The National Commission on Small Arms and Light Weapons in collaboration with the Ghana Police Service embarked on stocktaking of seized, found, confiscated and surrendered small arms in Police Exhibit Stores and Armouries in the Ashanti Region from the 11th to 29th October, 2017.
The stocktaking exercise took place in all the fourteen (14) Police Divisions and One Hundred and Fifty Five (155) Police Stations in the Region. A Team comprising two (2) Senior Officers of the Commission, the Armourer General and an Auditor of the Ghana Police Service from the National Police Headquarters and Ashanti Regional Police Command respectively and two (2) Drivers undertook the exercise.
The Police retrieve and seize quite a number of illicit arms periodically through cordon and search or special operations, swoops, tip offs, crime scene investigations, and sometimes by chance. These seized arms include:
- arms from crime scenes, used in violent situations or armed conflicts;
- smuggled arms;
- illegally held arms; and
- illegally-manufactured arms.
The seized arms are largely kept in Police exhibit stores and armouries, some of which are tendered in court as evidence or exhibits. Many of the arms tendered in court are usually confiscated to the state and are kept together with seized arms in the custody of the Police. These seized and confiscated arms, if not well managed, could lead to their claw-back into society and end in wrong hands adding to the proliferation and misuse problem. It is significant, therefore, that they are well secured, identified, properly accounted for and eventually destroyed to prevent their illegal circulation back in society in future.
It is against this backdrop and pursuant to its mandate that the Commission in collaboration with the Ghana Police Service embarked on the stocktaking exercise.

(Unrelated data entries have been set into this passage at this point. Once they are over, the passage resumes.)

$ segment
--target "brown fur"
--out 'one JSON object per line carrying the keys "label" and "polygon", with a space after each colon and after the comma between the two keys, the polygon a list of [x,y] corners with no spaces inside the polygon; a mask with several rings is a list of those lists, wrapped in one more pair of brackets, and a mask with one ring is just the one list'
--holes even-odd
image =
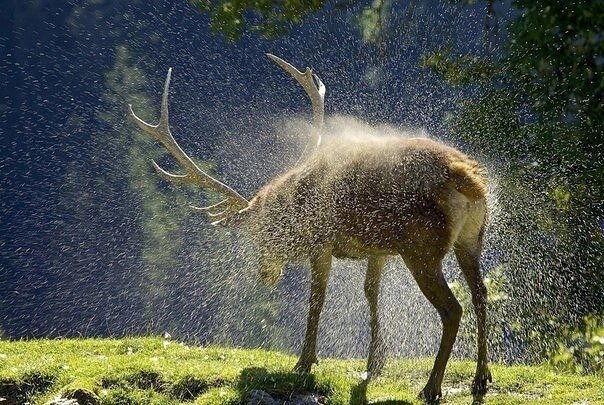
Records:
{"label": "brown fur", "polygon": [[274,283],[288,261],[312,264],[307,333],[296,370],[316,361],[319,315],[331,256],[368,259],[368,370],[385,359],[377,312],[384,258],[400,254],[443,322],[441,347],[422,395],[441,395],[461,306],[441,272],[453,247],[477,311],[479,361],[473,392],[491,379],[486,360],[486,289],[478,260],[486,220],[486,171],[457,149],[426,138],[364,137],[325,143],[304,164],[266,185],[238,218],[260,251],[260,275]]}
{"label": "brown fur", "polygon": [[366,258],[397,254],[436,228],[447,240],[442,201],[451,188],[474,202],[486,197],[486,178],[477,162],[442,143],[332,140],[266,185],[246,211],[259,244],[279,257],[309,257],[333,243],[338,257]]}
{"label": "brown fur", "polygon": [[[325,88],[310,69],[299,72],[288,62],[268,55],[305,89],[313,105],[311,144],[322,139]],[[263,281],[275,283],[288,261],[308,258],[312,265],[306,336],[295,369],[309,372],[316,361],[319,317],[332,257],[367,259],[365,295],[371,318],[367,368],[379,374],[386,349],[377,311],[386,257],[400,255],[434,308],[443,334],[422,395],[441,397],[441,384],[461,319],[461,306],[442,274],[442,260],[453,249],[468,282],[476,311],[478,361],[472,391],[486,390],[491,374],[487,361],[486,287],[479,270],[486,221],[486,172],[458,150],[425,138],[336,137],[305,162],[271,181],[248,202],[228,185],[202,171],[178,146],[168,125],[168,70],[160,122],[151,125],[131,113],[137,125],[160,141],[178,160],[184,175],[160,176],[181,184],[208,187],[224,200],[196,209],[213,224],[239,225],[259,251]],[[360,126],[356,126],[356,132]],[[352,129],[347,127],[348,130]],[[365,128],[359,133],[370,132]]]}

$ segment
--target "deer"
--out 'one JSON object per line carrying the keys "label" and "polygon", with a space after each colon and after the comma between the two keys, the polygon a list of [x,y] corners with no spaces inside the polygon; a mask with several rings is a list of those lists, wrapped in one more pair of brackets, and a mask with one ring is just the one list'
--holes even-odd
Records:
{"label": "deer", "polygon": [[476,313],[477,363],[471,390],[484,394],[492,382],[487,289],[480,273],[488,212],[486,169],[458,149],[426,137],[323,141],[325,85],[312,69],[301,72],[275,55],[267,56],[302,86],[311,102],[312,126],[298,164],[250,200],[201,170],[170,132],[170,68],[157,125],[139,118],[129,106],[138,127],[165,147],[184,174],[170,173],[152,161],[155,171],[166,181],[200,186],[222,197],[209,206],[191,207],[207,215],[212,225],[253,236],[264,283],[274,285],[287,263],[310,261],[309,312],[295,372],[309,373],[317,362],[319,319],[336,258],[367,261],[363,286],[371,331],[367,381],[380,375],[387,357],[378,316],[380,279],[387,259],[400,256],[442,323],[432,371],[419,394],[426,401],[440,399],[462,315],[442,269],[443,258],[452,250]]}

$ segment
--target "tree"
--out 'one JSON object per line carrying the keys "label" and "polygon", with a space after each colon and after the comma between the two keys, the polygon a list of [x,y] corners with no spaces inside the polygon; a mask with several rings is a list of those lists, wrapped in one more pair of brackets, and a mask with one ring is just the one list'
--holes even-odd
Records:
{"label": "tree", "polygon": [[197,9],[210,15],[210,28],[231,41],[246,31],[267,38],[284,35],[292,24],[323,7],[324,0],[233,0],[210,2],[190,0]]}

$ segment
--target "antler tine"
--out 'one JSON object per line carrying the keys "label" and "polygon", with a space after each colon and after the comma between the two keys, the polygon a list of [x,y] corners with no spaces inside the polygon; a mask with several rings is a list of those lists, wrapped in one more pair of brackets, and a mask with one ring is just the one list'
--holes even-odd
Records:
{"label": "antler tine", "polygon": [[197,207],[195,205],[191,205],[191,208],[193,208],[196,211],[200,211],[200,212],[216,213],[216,212],[222,212],[224,210],[225,205],[228,208],[228,206],[229,206],[228,203],[229,203],[229,200],[224,199],[224,200],[220,201],[219,203],[216,203],[213,205],[208,205],[207,207]]}
{"label": "antler tine", "polygon": [[[172,68],[168,68],[168,74],[166,75],[166,81],[164,82],[164,92],[161,94],[161,108],[159,111],[159,124],[158,127],[161,127],[165,130],[165,132],[170,135],[172,140],[172,134],[170,133],[170,126],[168,124],[168,118],[170,114],[168,112],[168,96],[170,94],[170,79],[172,78]],[[174,142],[176,143],[176,141]]]}
{"label": "antler tine", "polygon": [[129,104],[130,113],[134,117],[134,121],[143,131],[151,135],[153,138],[161,142],[166,150],[180,163],[186,174],[172,174],[162,169],[155,161],[153,161],[153,167],[158,174],[164,179],[180,184],[196,184],[200,186],[208,187],[226,197],[229,210],[238,210],[247,207],[249,202],[243,198],[239,193],[233,190],[231,187],[216,180],[203,170],[201,170],[195,162],[181,149],[178,145],[172,133],[170,132],[169,125],[169,112],[168,112],[168,97],[170,93],[170,78],[172,76],[172,68],[168,69],[166,76],[166,82],[164,84],[164,92],[162,94],[161,110],[159,123],[157,125],[151,125],[141,118],[139,118],[132,105]]}
{"label": "antler tine", "polygon": [[[130,108],[130,114],[134,117],[134,122],[136,123],[136,125],[138,125],[138,127],[140,129],[142,129],[149,135],[153,136],[153,138],[160,141],[161,143],[164,143],[163,136],[165,136],[165,135],[169,135],[170,137],[172,136],[172,134],[170,133],[170,128],[168,126],[168,115],[169,115],[168,114],[168,94],[170,92],[169,88],[170,88],[170,78],[171,77],[172,77],[172,68],[169,68],[168,75],[166,76],[166,81],[164,82],[164,92],[162,93],[162,102],[161,102],[161,109],[160,109],[160,115],[159,115],[159,123],[157,125],[149,124],[145,120],[141,119],[138,115],[136,115],[136,113],[132,109],[132,104],[128,104],[128,107]],[[172,140],[174,141],[174,138],[172,138]],[[159,167],[159,166],[157,166],[157,167]]]}
{"label": "antler tine", "polygon": [[272,59],[277,65],[281,66],[283,70],[289,73],[304,89],[308,97],[310,98],[310,102],[312,104],[313,110],[313,126],[314,131],[311,136],[311,140],[309,144],[314,146],[319,146],[321,144],[321,132],[320,129],[323,126],[323,120],[325,116],[325,85],[317,76],[313,73],[312,69],[307,67],[304,73],[300,72],[290,63],[284,61],[278,56],[275,56],[271,53],[267,53],[270,59]]}
{"label": "antler tine", "polygon": [[153,164],[153,168],[155,169],[155,171],[166,181],[171,181],[173,183],[180,184],[190,183],[189,177],[186,174],[172,174],[170,172],[167,172],[162,169],[161,166],[158,165],[155,160],[152,160],[151,164]]}

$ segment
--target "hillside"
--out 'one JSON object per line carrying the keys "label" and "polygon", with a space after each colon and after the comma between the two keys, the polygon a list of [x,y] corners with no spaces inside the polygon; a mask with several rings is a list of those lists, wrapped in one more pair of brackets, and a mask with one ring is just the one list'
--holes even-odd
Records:
{"label": "hillside", "polygon": [[[266,351],[187,346],[161,338],[0,341],[1,405],[247,403],[258,390],[283,403],[415,404],[432,359],[391,360],[365,385],[363,360],[323,359],[312,374],[291,373],[295,358]],[[451,361],[447,404],[469,404],[474,364]],[[556,374],[546,366],[492,368],[488,404],[604,404],[596,376]],[[310,395],[312,394],[312,395]],[[54,401],[54,402],[52,402]]]}

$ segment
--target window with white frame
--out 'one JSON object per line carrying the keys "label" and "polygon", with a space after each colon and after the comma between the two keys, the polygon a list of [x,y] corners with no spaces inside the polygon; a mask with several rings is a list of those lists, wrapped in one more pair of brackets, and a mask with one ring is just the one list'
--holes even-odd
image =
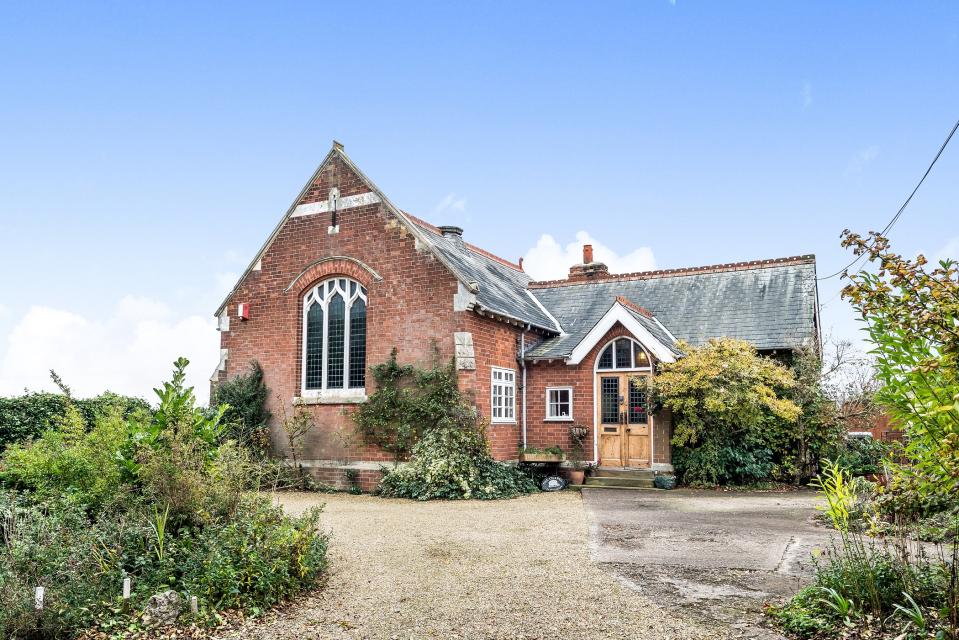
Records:
{"label": "window with white frame", "polygon": [[516,372],[493,367],[491,422],[516,422]]}
{"label": "window with white frame", "polygon": [[573,419],[573,388],[547,387],[546,388],[546,419],[572,420]]}
{"label": "window with white frame", "polygon": [[303,298],[303,393],[363,395],[365,387],[366,289],[331,278]]}

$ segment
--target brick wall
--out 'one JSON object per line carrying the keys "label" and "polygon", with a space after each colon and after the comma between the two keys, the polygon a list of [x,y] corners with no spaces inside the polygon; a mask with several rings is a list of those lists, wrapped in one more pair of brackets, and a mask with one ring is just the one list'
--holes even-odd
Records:
{"label": "brick wall", "polygon": [[[369,191],[334,157],[299,204],[325,201],[334,186],[341,197]],[[221,333],[221,346],[229,356],[220,378],[246,370],[253,359],[260,361],[270,389],[277,452],[288,449],[279,424],[284,415],[292,415],[294,398],[300,395],[303,295],[318,282],[347,276],[367,288],[367,365],[385,361],[393,347],[401,362],[420,365],[432,362],[434,344],[440,358],[453,355],[457,283],[452,274],[430,253],[417,249],[410,232],[381,203],[344,209],[337,222],[339,233],[330,235],[329,213],[288,219],[263,255],[261,270],[250,272],[228,301],[230,330]],[[339,256],[352,260],[331,259]],[[240,302],[250,305],[247,321],[236,317]],[[367,390],[372,391],[369,374]],[[305,441],[307,460],[390,459],[352,435],[347,415],[351,407],[298,407],[310,412],[316,423]]]}

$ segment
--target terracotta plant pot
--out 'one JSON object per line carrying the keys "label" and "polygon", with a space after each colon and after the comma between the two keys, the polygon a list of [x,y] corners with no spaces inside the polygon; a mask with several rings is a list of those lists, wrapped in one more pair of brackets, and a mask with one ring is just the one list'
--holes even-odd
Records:
{"label": "terracotta plant pot", "polygon": [[583,484],[583,480],[586,478],[586,472],[582,469],[570,469],[569,471],[569,483],[570,484]]}

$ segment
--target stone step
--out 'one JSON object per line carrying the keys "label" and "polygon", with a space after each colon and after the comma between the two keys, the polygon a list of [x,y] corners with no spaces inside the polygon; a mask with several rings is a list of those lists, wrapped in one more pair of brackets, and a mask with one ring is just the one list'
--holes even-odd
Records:
{"label": "stone step", "polygon": [[630,478],[630,477],[614,477],[614,478],[603,478],[590,476],[586,478],[587,487],[639,487],[639,488],[652,488],[656,486],[653,483],[653,479],[650,478]]}
{"label": "stone step", "polygon": [[656,477],[656,473],[650,469],[604,469],[602,467],[595,469],[592,478],[649,478]]}
{"label": "stone step", "polygon": [[583,489],[595,489],[596,491],[662,491],[656,487],[624,487],[620,485],[602,485],[602,484],[570,484],[567,489],[573,491],[582,491]]}

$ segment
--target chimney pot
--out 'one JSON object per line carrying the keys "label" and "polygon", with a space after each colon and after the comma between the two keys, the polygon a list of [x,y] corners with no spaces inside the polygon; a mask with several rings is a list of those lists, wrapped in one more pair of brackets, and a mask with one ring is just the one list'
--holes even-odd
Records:
{"label": "chimney pot", "polygon": [[583,245],[583,264],[589,264],[593,261],[593,245]]}
{"label": "chimney pot", "polygon": [[453,238],[454,240],[459,238],[463,239],[463,227],[455,227],[453,225],[445,225],[440,227],[440,233],[443,234],[445,238]]}

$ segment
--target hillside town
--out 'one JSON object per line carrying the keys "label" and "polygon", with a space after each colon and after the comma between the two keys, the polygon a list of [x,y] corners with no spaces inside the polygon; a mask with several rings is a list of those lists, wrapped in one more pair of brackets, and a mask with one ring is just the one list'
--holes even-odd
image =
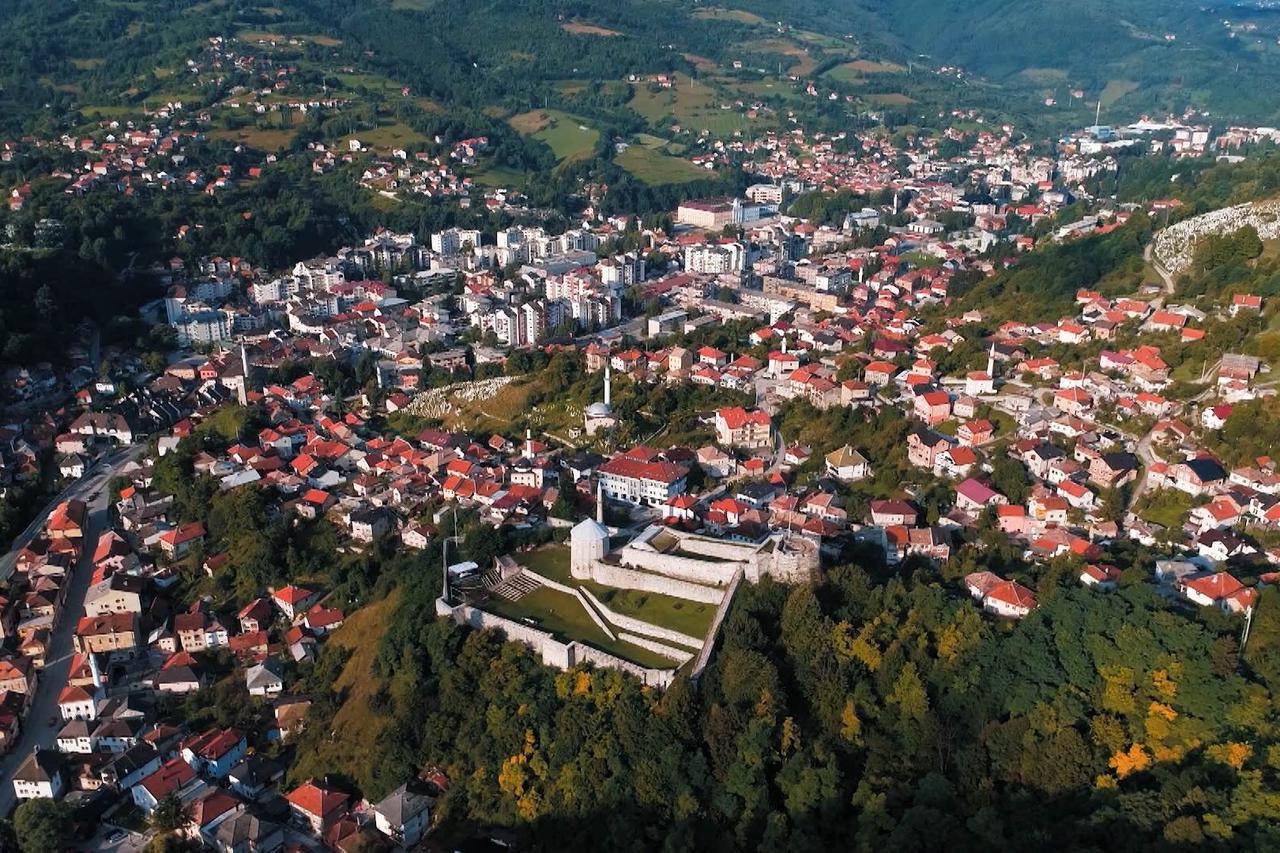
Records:
{"label": "hillside town", "polygon": [[[266,73],[220,49],[214,69]],[[271,73],[289,91],[287,69]],[[51,176],[71,193],[216,193],[271,166],[160,169],[200,134],[171,118],[58,140],[78,159]],[[145,839],[159,810],[223,853],[419,844],[450,785],[438,769],[374,801],[297,777],[305,673],[372,587],[316,565],[255,573],[272,562],[250,553],[255,521],[285,531],[282,563],[301,539],[328,549],[321,563],[407,554],[424,579],[437,560],[438,615],[656,689],[702,673],[740,584],[837,560],[939,573],[993,620],[1027,617],[1037,574],[1065,567],[1098,595],[1150,584],[1247,631],[1280,581],[1280,471],[1222,458],[1221,436],[1275,381],[1210,333],[1269,299],[1183,297],[1153,266],[1060,317],[951,309],[1036,247],[1174,207],[1098,192],[1117,148],[1166,133],[1154,145],[1193,155],[1261,131],[1092,127],[1050,156],[954,118],[982,129],[948,134],[953,150],[800,129],[717,145],[712,160],[756,183],[685,200],[660,227],[588,206],[562,229],[380,231],[284,269],[153,266],[163,295],[140,312],[170,358],[96,352],[86,330],[60,367],[5,377],[11,402],[57,405],[0,427],[4,487],[44,476],[58,492],[3,564],[0,807],[65,798],[117,841]],[[42,143],[4,151],[23,144]],[[360,183],[527,212],[458,171],[486,146],[397,149]],[[314,148],[320,170],[365,153]],[[838,222],[788,212],[815,190],[869,201]],[[1055,219],[1081,200],[1087,216]],[[646,411],[659,397],[691,416]],[[460,518],[514,547],[464,559]],[[974,556],[996,551],[1005,575]],[[249,712],[195,713],[215,692]]]}

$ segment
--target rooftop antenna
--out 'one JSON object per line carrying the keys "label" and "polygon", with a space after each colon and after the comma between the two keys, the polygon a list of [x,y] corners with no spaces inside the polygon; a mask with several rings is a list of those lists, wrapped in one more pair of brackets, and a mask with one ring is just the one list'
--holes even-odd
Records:
{"label": "rooftop antenna", "polygon": [[604,363],[604,404],[606,406],[613,402],[613,365],[606,361]]}
{"label": "rooftop antenna", "polygon": [[604,524],[604,481],[596,480],[596,524]]}
{"label": "rooftop antenna", "polygon": [[1098,109],[1093,113],[1093,126],[1102,124],[1102,98],[1098,98]]}

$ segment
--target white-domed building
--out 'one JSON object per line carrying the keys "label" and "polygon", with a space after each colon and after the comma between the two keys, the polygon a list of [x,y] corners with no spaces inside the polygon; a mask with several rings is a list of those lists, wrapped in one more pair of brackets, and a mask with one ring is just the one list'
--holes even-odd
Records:
{"label": "white-domed building", "polygon": [[584,518],[569,531],[569,573],[579,580],[590,578],[592,566],[608,551],[608,528],[594,518]]}

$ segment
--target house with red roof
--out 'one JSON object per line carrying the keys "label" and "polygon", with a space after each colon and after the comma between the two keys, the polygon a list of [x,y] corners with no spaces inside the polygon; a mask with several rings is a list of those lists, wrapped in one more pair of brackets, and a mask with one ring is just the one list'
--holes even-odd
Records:
{"label": "house with red roof", "polygon": [[1262,310],[1262,297],[1252,293],[1237,293],[1231,297],[1231,316],[1241,311],[1258,312]]}
{"label": "house with red roof", "polygon": [[271,624],[271,601],[266,598],[255,598],[241,608],[236,614],[240,621],[240,630],[245,633],[264,630]]}
{"label": "house with red roof", "polygon": [[988,506],[1008,502],[1004,495],[972,477],[956,486],[956,507],[965,512],[982,512]]}
{"label": "house with red roof", "polygon": [[271,593],[271,603],[292,622],[298,614],[305,613],[315,604],[319,597],[318,592],[289,584]]}
{"label": "house with red roof", "polygon": [[1021,619],[1036,609],[1036,596],[1022,584],[1008,581],[991,572],[966,575],[965,587],[982,609],[1008,619]]}
{"label": "house with red roof", "polygon": [[347,813],[350,797],[307,781],[290,791],[285,800],[297,825],[309,829],[314,835],[323,835]]}
{"label": "house with red roof", "polygon": [[171,758],[160,769],[133,786],[133,802],[150,815],[165,797],[182,799],[204,786],[204,782],[181,757]]}
{"label": "house with red roof", "polygon": [[977,464],[978,454],[972,447],[955,445],[934,457],[933,472],[939,477],[967,477]]}
{"label": "house with red roof", "polygon": [[323,637],[330,631],[336,631],[342,627],[342,611],[336,607],[321,607],[315,604],[302,618],[302,623],[311,633]]}
{"label": "house with red roof", "polygon": [[773,421],[765,412],[741,406],[716,410],[716,441],[730,447],[758,450],[773,445]]}
{"label": "house with red roof", "polygon": [[935,426],[951,417],[951,395],[946,391],[928,391],[915,399],[915,415],[929,426]]}
{"label": "house with red roof", "polygon": [[1177,589],[1192,604],[1220,607],[1226,613],[1244,613],[1252,609],[1257,590],[1250,589],[1228,572],[1188,575]]}
{"label": "house with red roof", "polygon": [[204,541],[204,525],[198,521],[167,530],[160,535],[160,550],[171,560],[180,560]]}
{"label": "house with red roof", "polygon": [[249,741],[239,729],[211,729],[188,738],[179,747],[182,758],[202,776],[225,779],[249,751]]}

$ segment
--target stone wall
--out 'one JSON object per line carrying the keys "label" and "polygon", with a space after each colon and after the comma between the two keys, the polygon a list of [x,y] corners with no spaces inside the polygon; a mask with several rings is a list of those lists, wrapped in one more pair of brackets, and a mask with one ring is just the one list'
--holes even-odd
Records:
{"label": "stone wall", "polygon": [[724,591],[713,586],[704,586],[678,578],[659,577],[609,563],[596,563],[591,570],[591,579],[605,586],[616,586],[618,589],[660,592],[663,595],[673,595],[676,598],[687,598],[690,601],[701,601],[706,604],[717,604],[724,597]]}
{"label": "stone wall", "polygon": [[671,682],[675,681],[676,678],[674,669],[649,669],[591,646],[578,644],[578,650],[578,657],[581,662],[611,669],[620,669],[623,672],[634,675],[650,687],[670,687]]}
{"label": "stone wall", "polygon": [[639,646],[642,649],[648,649],[654,654],[662,655],[664,658],[674,661],[677,666],[684,666],[686,663],[693,660],[693,652],[686,651],[684,649],[677,649],[673,646],[668,646],[666,643],[659,643],[657,640],[650,639],[649,637],[641,637],[639,634],[628,634],[626,631],[623,631],[618,635],[618,637],[632,645]]}
{"label": "stone wall", "polygon": [[675,643],[678,646],[688,646],[693,649],[702,648],[702,641],[697,637],[690,637],[688,634],[682,634],[670,628],[663,628],[660,625],[654,625],[652,622],[645,622],[643,619],[636,619],[632,616],[623,616],[621,613],[610,610],[600,601],[599,598],[591,594],[591,590],[584,589],[582,594],[590,599],[602,614],[604,618],[620,631],[630,631],[634,634],[644,634],[649,637],[662,640],[666,643]]}
{"label": "stone wall", "polygon": [[580,589],[575,586],[566,586],[559,581],[553,581],[551,578],[546,577],[545,575],[540,575],[537,572],[530,572],[529,574],[536,577],[538,582],[544,586],[549,586],[556,592],[563,592],[565,595],[572,595],[574,598],[578,599],[578,604],[582,605],[582,609],[587,611],[587,615],[591,617],[592,622],[596,623],[596,627],[601,631],[604,631],[605,636],[610,640],[618,639],[617,635],[613,633],[613,630],[608,625],[604,624],[604,621],[601,620],[599,614],[597,614],[591,605],[587,603],[587,599],[583,597]]}
{"label": "stone wall", "polygon": [[743,567],[742,563],[713,563],[639,548],[624,548],[618,558],[628,566],[705,585],[727,584],[734,572]]}
{"label": "stone wall", "polygon": [[562,643],[546,631],[516,622],[478,607],[464,604],[453,611],[453,620],[459,625],[470,625],[472,628],[496,628],[506,634],[508,640],[524,643],[533,648],[547,666],[557,669],[569,669],[577,663],[578,643]]}
{"label": "stone wall", "polygon": [[733,542],[728,539],[707,539],[702,536],[681,536],[680,547],[691,554],[703,554],[719,560],[746,563],[756,557],[759,548]]}
{"label": "stone wall", "polygon": [[[501,631],[508,640],[524,643],[531,647],[545,665],[556,669],[572,669],[579,664],[589,663],[597,667],[621,670],[651,687],[668,687],[675,680],[676,671],[674,668],[652,669],[643,667],[593,646],[579,643],[576,640],[562,643],[546,631],[488,613],[469,604],[450,607],[449,603],[444,599],[436,599],[436,613],[449,617],[459,625],[469,625],[477,630],[492,628]],[[644,638],[637,637],[635,639],[643,640]],[[629,640],[628,642],[634,641]],[[658,648],[652,648],[650,644],[652,646],[661,645],[653,641],[636,643],[638,646],[651,648],[657,654],[663,654]],[[673,649],[669,651],[675,652]]]}
{"label": "stone wall", "polygon": [[702,677],[703,670],[711,662],[711,653],[716,648],[716,635],[720,633],[720,623],[724,621],[724,617],[729,615],[729,605],[733,603],[733,594],[738,591],[738,584],[740,583],[742,583],[741,572],[733,576],[733,581],[729,584],[729,591],[725,593],[724,598],[720,601],[720,606],[716,608],[715,618],[711,620],[711,627],[707,628],[707,636],[702,643],[702,651],[698,653],[698,659],[694,661],[693,670],[689,674],[689,677],[695,682]]}

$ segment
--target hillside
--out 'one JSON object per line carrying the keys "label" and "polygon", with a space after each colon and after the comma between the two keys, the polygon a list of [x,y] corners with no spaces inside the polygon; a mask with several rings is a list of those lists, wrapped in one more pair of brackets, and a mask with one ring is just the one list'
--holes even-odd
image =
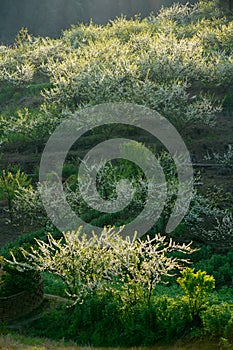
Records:
{"label": "hillside", "polygon": [[[166,117],[186,142],[203,188],[232,193],[231,170],[206,160],[233,140],[233,22],[212,6],[175,4],[144,20],[73,26],[59,39],[21,30],[13,46],[0,47],[2,168],[20,167],[36,181],[46,140],[66,116],[122,101]],[[92,139],[76,147],[76,158]],[[139,141],[152,148],[157,142],[149,135]]]}
{"label": "hillside", "polygon": [[228,7],[21,29],[0,46],[0,347],[232,349],[232,170]]}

As part of the Commission’s activities, seized and confiscated illicit small arms are collected from Police exhibit stores and armouries from time to time and destroyed in an open event to educate and sensitise the general public on the dangers and impact of illicit arms on societies. Stocktaking of seized arms in collaboration with the Police, therefore, enables the Commission to identify where illicit arms that are due for collection and destruction could be located for the purpose as per Article 17 of the ECOWAS Convention on Small Arms and Light Weapons and best practices.
The main objective of the stocktaking exercise was to identify seized, confiscated, found and surrendered small arms in all Police Divisions, Districts and Stations in the Ashanti Region to enhance accountability of these arms.
To categorize and record quantities of seized and confiscated, found and surrendered small arms in all Police Exhibit Stores and Armouries in the Region.
- To mop up seized small arms that are not exhibits before the law courts in the Region for collection to a more secured armoury for destruction
- To prevent the seized illicit small arms from being pilfered and transferred back to society
- To prevent such seized arms from falling into wrong hands and being used to commit armed violent crimes or fuel armed conflicts
- To facilitate Ghana’s implementation of provisions on Weapons Collection and Destruction under various international instruments on SALW to meet the country’s obligations under them
One Thousand, Six Hundred and Sixty-Seven (1,667) seized and confiscated illicit arms, Fifty Eight (58) gun barrels, Thirty Six (36) gun butts, One Hundred and Nine (109) Cartridges and one grenade were identified for collection and destruction.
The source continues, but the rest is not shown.